SPRINGFIELD, WEST VIRGINIA — Phillip Grant is known best on Facebook and in libertarian social media circles as The Neoteric Libertarian. He is a self-described “gun rights advocate” and on his podcast, he is regularly seen with two or three semi-automatic rifles in the background, as he says to “remind anyone watching that guns are so cool just having them near you makes you tougher and stuff.” When Grant’s house burned down in late October though, he says he was “baffled” by the fact that his attempts to put out the fire that claimed his home all failed.
Grant told our interviewer that at around 3:00 o’clock in the morning on October 29th, he awoke to the smell of fire in his home. After making sure he got his family out, Grant tells us that he was feeling brave enough to head back in and try to put out the electrical fire that had set his house ablaze. “When you’re armed with an AR-15,” he told us, “you can take on anything, and I mean anything, you want. So I charged back in there, determined to put that damn fire out.”
“The first thing I did was go into my garage, which obviously hadn’t burned down yet, and grabbed the four gallon gas can that I always keep on hand to fuel up my dune buggies,” Grant told us, “and I headed into my office, where the fire had begun.” It was then, Grant says that “things took a turn for the completely and utterly unexpected.” He started dousing the flames with the gasoline, knowing in his libertarian heart that the only way to solve any problem is by “adding more of the problem into the mix,” Grant said.
The flames, however, went on unabated. Frantic, he says he started pouring the gasoline even faster on the fire, baffled that the heat just kept intensifying. “I went back to the garage to get my spare backup gas can, took it into the hallway where the fire had spread from my office,” Mr.
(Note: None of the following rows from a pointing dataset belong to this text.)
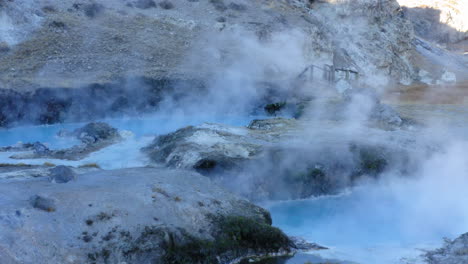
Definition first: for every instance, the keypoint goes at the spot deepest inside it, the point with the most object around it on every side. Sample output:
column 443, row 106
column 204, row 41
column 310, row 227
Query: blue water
column 139, row 126
column 381, row 223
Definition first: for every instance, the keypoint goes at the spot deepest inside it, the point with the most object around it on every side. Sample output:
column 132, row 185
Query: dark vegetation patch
column 93, row 10
column 312, row 181
column 237, row 7
column 274, row 108
column 145, row 4
column 235, row 237
column 49, row 9
column 166, row 5
column 4, row 47
column 221, row 19
column 43, row 203
column 219, row 5
column 372, row 160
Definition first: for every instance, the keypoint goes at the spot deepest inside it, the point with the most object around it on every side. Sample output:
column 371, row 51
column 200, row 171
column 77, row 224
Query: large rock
column 141, row 215
column 253, row 161
column 453, row 252
column 62, row 174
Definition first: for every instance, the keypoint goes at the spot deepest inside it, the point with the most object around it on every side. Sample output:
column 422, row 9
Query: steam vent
column 233, row 131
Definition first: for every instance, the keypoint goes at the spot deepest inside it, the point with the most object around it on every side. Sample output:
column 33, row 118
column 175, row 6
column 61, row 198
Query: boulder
column 62, row 174
column 43, row 203
column 253, row 161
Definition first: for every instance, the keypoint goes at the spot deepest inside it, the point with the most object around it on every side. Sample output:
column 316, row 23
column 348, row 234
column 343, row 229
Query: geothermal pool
column 137, row 133
column 387, row 222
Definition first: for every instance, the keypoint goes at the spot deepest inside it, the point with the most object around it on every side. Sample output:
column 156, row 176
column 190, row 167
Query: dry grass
column 90, row 165
column 426, row 94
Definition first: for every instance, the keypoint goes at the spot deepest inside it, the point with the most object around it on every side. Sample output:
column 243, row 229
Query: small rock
column 62, row 174
column 4, row 47
column 303, row 245
column 40, row 148
column 95, row 132
column 145, row 4
column 43, row 203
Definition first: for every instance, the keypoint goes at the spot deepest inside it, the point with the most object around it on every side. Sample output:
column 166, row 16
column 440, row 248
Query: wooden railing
column 329, row 73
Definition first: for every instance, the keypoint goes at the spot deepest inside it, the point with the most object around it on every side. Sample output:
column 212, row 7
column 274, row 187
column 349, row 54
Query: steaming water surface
column 381, row 222
column 138, row 133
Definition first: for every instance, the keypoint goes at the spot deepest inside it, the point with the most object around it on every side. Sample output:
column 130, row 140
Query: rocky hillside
column 444, row 21
column 75, row 43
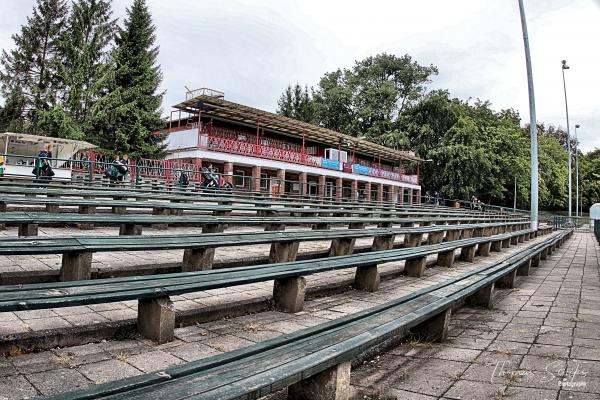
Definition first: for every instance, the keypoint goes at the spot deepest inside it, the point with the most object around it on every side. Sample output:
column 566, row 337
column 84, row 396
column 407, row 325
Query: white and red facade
column 253, row 154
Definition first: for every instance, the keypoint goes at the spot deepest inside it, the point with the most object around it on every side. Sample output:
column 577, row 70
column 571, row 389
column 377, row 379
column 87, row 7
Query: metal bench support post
column 535, row 261
column 453, row 234
column 496, row 246
column 523, row 269
column 435, row 237
column 197, row 259
column 342, row 247
column 201, row 259
column 163, row 212
column 508, row 280
column 367, row 278
column 130, row 229
column 484, row 297
column 434, row 329
column 445, row 258
column 28, row 230
column 288, row 294
column 412, row 239
column 76, row 266
column 331, row 384
column 156, row 319
column 86, row 210
column 415, row 267
column 467, row 253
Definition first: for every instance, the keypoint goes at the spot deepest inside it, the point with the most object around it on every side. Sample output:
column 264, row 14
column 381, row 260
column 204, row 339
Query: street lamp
column 577, row 208
column 532, row 121
column 565, row 66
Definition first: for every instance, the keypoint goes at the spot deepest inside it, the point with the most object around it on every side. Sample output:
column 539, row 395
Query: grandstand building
column 261, row 151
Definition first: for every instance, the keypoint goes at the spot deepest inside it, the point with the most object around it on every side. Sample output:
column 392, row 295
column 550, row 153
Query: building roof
column 213, row 104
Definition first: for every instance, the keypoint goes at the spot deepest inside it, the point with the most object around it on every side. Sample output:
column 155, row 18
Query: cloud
column 252, row 50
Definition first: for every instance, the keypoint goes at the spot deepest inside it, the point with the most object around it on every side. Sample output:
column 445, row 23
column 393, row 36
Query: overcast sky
column 253, row 49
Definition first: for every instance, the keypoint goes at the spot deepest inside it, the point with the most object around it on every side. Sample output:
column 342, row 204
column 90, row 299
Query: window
column 239, row 178
column 264, row 181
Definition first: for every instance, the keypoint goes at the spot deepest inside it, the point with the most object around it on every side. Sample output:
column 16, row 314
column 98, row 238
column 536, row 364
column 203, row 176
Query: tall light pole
column 577, row 208
column 532, row 122
column 565, row 66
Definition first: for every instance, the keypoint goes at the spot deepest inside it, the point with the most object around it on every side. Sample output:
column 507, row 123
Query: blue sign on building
column 360, row 169
column 331, row 164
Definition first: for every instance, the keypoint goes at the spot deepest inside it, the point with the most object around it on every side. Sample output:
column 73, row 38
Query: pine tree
column 297, row 103
column 31, row 67
column 128, row 112
column 11, row 115
column 85, row 47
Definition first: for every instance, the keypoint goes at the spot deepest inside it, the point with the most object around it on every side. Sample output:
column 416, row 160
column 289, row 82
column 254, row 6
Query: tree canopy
column 74, row 73
column 471, row 148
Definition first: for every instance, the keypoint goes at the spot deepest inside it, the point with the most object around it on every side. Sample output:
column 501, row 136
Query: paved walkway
column 541, row 341
column 66, row 369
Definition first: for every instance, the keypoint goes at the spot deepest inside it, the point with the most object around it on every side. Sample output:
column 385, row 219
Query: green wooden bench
column 166, row 208
column 200, row 248
column 155, row 311
column 219, row 196
column 211, row 198
column 28, row 222
column 314, row 363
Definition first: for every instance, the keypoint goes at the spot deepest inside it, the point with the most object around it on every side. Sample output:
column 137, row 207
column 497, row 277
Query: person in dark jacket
column 43, row 170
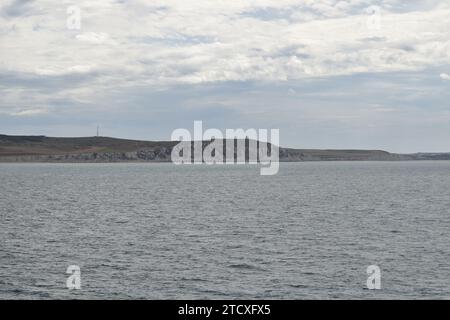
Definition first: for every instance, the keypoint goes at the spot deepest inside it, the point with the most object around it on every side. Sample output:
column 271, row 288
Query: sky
column 355, row 74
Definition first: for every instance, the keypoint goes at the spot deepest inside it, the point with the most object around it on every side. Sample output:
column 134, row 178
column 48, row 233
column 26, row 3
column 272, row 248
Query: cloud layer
column 128, row 52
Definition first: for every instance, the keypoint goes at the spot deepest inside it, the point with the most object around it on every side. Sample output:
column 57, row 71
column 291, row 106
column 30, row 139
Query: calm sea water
column 159, row 231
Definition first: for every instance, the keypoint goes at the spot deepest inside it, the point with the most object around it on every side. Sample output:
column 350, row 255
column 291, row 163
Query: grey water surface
column 160, row 231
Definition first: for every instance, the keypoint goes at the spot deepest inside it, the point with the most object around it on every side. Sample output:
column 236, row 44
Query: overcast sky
column 327, row 73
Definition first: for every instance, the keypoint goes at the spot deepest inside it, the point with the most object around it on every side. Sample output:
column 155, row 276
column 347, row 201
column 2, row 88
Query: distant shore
column 105, row 149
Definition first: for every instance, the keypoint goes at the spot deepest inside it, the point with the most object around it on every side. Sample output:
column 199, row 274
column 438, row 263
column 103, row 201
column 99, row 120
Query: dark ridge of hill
column 106, row 149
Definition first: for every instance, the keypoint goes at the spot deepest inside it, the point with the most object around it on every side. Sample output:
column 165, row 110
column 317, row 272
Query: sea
column 161, row 231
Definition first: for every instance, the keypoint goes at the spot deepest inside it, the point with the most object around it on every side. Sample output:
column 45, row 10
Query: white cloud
column 208, row 41
column 29, row 112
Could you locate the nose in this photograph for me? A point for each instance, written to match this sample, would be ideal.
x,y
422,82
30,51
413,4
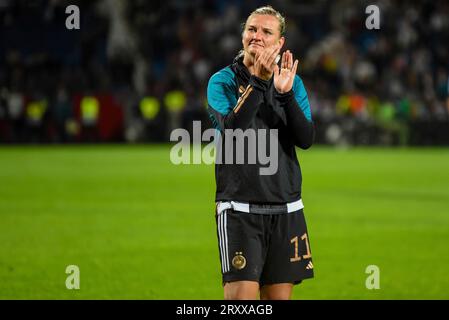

Grant said with noticeable tears running down his cheeks, “but no matter how much gas I threw on the fire, it didn’t go out, but just kept spreading.”
Ultimately, Grant says he lost his battle with the fire that morning, but he learned a vital lesson. “We don’t really need taxpayer funded fire departments,” he told us, “because all you need to fight a fire is your trusty AR-15 and some gasoline. Sure you won’t put anything out, but isn’t that better than having some state sponsored terrorist with a hose come knocking on your door and helping you and shit? Especially when that guy’s salary is paid for by theft? I didn’t think so.”
“I just don’t get it. I know for a fact that every problem is best handled by exacerbating it,” Grant said as the interview was closing, “so why didn’t it work when I tried to douse the electrical fire with my gasoline supply I keep in preparation for Doomsday?”